If cancer cells are found in the tissue sample, the next step is to stage, or find out the extent of the disease. Various tests determine whether the cancer has spread and, if so, what parts of the body are affected. Because stomach cancer can spread to the liver, the pancreas, and other organs near the stomach as well as to the lungs, the doctor may order a CT scan, a PET scan, an endoscopic ultrasound exam, or other tests to check these areas. Blood tests for tumor markers, such as carcinoembryonic antigen (CEA) and carbohydrate antigen (CA) may be ordered, as their levels correlate to extent of metastasis, especially to the liver, and the cure rate.
Staging may not be complete until after surgery. The surgeon removes nearby lymph nodes and possibly samples of tissue from other areas in the abdomen for examination by a pathologist.
The clinical stages of stomach cancer are:
- Stage 0. Limited to the inner lining of the stomach. Treatable by endoscopic mucosal resection when found very early (in routine screenings); otherwise by gastrectomy and lymphadenectomy without need for chemotherapy or radiation.
- Stage I. Penetration to the second or third layers of the stomach (Stage 1A) or to the second layer and nearby lymph nodes (Stage 1B). Stage 1A is treated by surgery, including removal of the omentum. Stage 1B may be treated with chemotherapy (5-fluorouracil) and radiation therapy.
- Stage II. Penetration to the second layer and more distant lymph nodes, or the third layer and only nearby lymph nodes, or all four layers but not the lymph nodes. Treated as for Stage I, sometimes with additional neoadjuvant chemotherapy.
- Stage III. Penetration to the third layer and more distant lymph nodes, or penetration to the fourth layer and either nearby tissues or nearby or more distant lymph nodes. Treated as for Stage II; a cure is still possible in some cases.

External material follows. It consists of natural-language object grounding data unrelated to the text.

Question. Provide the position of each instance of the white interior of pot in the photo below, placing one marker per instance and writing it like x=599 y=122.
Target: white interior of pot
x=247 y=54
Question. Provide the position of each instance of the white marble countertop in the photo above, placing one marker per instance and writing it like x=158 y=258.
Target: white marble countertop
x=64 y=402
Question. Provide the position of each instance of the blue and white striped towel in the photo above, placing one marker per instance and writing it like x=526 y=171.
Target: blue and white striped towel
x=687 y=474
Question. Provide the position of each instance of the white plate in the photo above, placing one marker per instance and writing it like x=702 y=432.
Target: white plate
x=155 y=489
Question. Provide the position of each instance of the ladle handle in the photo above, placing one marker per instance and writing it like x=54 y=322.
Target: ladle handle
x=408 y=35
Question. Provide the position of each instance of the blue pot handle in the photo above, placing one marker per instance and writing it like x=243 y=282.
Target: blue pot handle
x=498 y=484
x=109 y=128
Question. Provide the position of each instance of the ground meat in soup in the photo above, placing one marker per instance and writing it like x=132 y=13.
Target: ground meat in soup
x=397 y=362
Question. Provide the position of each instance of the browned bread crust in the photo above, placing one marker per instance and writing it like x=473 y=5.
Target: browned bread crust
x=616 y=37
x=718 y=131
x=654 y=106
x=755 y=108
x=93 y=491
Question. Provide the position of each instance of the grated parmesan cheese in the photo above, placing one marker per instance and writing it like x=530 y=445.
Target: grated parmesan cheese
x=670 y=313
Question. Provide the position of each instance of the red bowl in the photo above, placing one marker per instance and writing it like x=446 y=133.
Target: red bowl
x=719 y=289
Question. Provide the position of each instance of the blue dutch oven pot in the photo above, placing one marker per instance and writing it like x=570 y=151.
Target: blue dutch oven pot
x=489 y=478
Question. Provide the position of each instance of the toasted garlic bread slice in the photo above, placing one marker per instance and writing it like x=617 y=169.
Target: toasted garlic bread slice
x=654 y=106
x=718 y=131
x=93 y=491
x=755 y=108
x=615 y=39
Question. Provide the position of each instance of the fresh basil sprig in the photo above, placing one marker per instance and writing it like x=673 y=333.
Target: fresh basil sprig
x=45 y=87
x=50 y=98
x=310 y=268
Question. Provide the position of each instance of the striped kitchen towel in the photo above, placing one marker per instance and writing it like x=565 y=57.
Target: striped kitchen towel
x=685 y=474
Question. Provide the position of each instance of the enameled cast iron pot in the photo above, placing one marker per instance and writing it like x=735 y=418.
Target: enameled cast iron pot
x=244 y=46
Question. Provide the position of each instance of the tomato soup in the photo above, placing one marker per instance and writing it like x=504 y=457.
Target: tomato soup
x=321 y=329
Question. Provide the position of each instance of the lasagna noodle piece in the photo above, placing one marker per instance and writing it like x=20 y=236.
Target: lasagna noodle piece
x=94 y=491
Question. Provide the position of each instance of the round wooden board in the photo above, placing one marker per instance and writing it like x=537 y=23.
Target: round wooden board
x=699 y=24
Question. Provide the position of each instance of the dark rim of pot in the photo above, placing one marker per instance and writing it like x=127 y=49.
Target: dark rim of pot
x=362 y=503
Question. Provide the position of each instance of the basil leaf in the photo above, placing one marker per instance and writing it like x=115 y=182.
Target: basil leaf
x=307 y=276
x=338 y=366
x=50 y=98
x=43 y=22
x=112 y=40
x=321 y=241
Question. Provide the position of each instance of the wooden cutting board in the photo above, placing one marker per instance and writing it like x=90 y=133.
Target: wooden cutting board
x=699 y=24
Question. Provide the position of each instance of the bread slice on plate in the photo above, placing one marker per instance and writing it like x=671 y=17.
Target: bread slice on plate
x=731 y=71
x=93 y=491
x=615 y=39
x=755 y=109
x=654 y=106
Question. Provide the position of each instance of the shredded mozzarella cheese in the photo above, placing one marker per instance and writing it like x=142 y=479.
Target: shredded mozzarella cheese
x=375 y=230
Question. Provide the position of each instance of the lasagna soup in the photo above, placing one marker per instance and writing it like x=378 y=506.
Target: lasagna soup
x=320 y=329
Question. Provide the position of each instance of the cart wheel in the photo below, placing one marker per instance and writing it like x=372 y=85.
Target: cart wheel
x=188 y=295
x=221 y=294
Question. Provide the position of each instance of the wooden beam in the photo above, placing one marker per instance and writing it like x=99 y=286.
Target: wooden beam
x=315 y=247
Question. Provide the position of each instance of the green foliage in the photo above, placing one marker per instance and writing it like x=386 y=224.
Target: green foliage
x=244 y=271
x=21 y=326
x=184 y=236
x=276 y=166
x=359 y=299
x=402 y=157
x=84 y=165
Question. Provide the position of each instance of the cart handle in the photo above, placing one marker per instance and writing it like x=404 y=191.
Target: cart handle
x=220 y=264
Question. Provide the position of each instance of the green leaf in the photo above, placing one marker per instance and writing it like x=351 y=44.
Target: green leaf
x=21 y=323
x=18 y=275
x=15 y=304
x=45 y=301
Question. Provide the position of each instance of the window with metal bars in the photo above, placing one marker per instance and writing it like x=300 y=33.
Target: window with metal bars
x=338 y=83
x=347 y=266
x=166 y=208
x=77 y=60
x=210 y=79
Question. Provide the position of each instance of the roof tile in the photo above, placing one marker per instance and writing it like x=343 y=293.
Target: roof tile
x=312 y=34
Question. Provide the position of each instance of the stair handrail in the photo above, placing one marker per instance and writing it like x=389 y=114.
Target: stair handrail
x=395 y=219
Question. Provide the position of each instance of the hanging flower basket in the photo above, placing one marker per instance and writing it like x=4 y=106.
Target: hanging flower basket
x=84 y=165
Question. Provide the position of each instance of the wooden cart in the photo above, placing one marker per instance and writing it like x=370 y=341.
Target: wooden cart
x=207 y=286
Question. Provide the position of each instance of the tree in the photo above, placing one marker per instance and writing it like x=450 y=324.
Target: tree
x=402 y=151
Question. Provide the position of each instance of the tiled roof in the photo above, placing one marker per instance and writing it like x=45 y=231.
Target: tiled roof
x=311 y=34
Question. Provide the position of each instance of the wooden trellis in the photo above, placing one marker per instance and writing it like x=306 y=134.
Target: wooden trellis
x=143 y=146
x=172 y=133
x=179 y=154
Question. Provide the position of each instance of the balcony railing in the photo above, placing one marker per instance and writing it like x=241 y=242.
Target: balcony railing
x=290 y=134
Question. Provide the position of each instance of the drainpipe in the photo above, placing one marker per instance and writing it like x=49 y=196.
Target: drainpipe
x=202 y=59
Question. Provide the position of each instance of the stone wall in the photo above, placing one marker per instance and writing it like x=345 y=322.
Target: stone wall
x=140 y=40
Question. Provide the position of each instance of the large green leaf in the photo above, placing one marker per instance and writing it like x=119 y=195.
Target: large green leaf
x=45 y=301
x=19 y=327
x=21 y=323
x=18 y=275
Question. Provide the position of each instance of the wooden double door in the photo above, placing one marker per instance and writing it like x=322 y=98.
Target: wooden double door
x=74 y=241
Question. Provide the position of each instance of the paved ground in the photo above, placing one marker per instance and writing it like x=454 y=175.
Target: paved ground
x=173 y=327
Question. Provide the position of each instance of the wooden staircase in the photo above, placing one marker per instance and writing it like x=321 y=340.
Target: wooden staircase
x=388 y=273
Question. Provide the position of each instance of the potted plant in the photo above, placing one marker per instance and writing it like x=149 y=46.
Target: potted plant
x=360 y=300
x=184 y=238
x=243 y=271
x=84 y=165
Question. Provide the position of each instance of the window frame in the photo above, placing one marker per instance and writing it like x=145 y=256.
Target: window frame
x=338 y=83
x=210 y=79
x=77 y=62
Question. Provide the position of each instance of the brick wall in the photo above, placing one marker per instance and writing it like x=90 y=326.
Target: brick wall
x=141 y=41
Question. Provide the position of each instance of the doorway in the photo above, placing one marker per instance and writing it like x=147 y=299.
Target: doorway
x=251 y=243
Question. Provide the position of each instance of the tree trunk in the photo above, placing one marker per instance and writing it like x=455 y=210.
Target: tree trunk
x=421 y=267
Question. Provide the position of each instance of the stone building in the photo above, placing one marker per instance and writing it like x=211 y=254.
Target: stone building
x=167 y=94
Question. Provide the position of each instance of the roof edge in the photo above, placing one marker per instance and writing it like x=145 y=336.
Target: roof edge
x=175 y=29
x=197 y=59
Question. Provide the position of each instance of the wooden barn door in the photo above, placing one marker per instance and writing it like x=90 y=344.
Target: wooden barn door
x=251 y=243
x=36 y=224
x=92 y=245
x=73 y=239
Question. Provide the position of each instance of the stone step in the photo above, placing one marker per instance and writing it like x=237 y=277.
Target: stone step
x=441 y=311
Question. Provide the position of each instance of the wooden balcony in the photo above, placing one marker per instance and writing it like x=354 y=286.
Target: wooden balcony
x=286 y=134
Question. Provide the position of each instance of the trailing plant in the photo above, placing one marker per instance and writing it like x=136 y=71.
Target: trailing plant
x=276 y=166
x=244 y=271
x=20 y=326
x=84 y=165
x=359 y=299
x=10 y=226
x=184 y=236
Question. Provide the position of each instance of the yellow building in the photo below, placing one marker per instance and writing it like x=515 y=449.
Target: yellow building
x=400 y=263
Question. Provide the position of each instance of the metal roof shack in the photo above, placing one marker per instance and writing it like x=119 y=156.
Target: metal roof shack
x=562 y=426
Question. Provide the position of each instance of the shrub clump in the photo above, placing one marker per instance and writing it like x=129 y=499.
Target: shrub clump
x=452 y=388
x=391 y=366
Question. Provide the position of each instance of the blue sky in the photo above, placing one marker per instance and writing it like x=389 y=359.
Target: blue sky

- Stage IV. Cancer has spread to nearby tissues and more distant lymph nodes, or has metastatized to other organs. A cure is very rarely possible at this stage. Some other techniques to prolong life or improve symptoms are used, including laser treatment, surgery, and/or stents to keep the digestive tract open, and chemotherapy by drugs such as 5-fluorouracil, cisplatin, epirubicin, etoposide, docetaxel, oxaliplatin, capecitabine, or irinotecan.